The S&P 500 closed at 1,545.80, down 12.91 points or 0.8 per cent – the setback coming just a day after the broad index came within 0.5 per cent of hitting a record high. The decline marks the worst one-day dip since Feb. 25 and takes the index to a two-week low.
The Dow Jones industrial average closed at 14,421.49, down 90.24 points or 0.6 per cent.
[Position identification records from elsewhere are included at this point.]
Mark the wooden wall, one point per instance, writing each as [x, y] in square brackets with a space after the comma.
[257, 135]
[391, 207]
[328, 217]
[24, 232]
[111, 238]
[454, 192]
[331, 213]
In Canada, the S&P/TSX composite index closed at 12,747.87, down 78.68 points or 0.6 per cent.
European stocks were also weak, with the U.K.’s FTSE 100 falling 0.7 per cent and Germany’s DAX index ending the day down 0.9 per cent.
An index of Germany manufacturing activity for March slipped to 48.9, putting it in contraction territory and stirring concerns that the euro zone’s largest economy is struggling. Germany’s services sector also fell, with an index reading of just 51.6.
In Cyprus, lawmakers continued to struggle over arranging a bailout, after rejecting a proposal earlier this week from the euro zone and then being rejected by Russia. The European Central Bank has said that it may cut off Cypriot banks from emergency funding after Monday, if a bailout plan didn’t emerge by then.
U.S. news was far more upbeat. Existing home sales in February rose 0.8 per cent, to an annualized pace of nearly 5 million. Initial jobless claims for the period ended last week rose by 2,000, to 336,000 – but the results were better than expected.
Yet, earnings news weighed on sentiment, a day after FedEx Corp. slumped with disappointing quarterly results. This time, Oracle Corp. plunged 9.7 per cent after reporting adjusted quarterly earnings of 65 cents (U.S.) a share, below estimates. Its revenues also missed expectations.
Among key commodities, gold rose to $1,614.57 (U.S.) an ounce, up $7.74. Crude oil fell to $92.37 a barrel, down 59 cents. Suncor Energy Inc. fell 0.4 per cent and Barrick Gold Corp. rose 2.4 per cent.
Lululemon Athletica Inc. rebounded 1.4 per cent, even as it said that its product recall would hit its full-year profit by as much as $40-million. The shares fell sharply earlier this week, when the yoga-wear retailer said it was removing a popular yoga pant from store shelves because it was “too sheer.”
Research In Motion Ltd. was hardly changed, even as the stock was downgraded by Byron Capital Markets to a “hold” recommendation from “buy” – though largely because the share price was approaching his target of $18.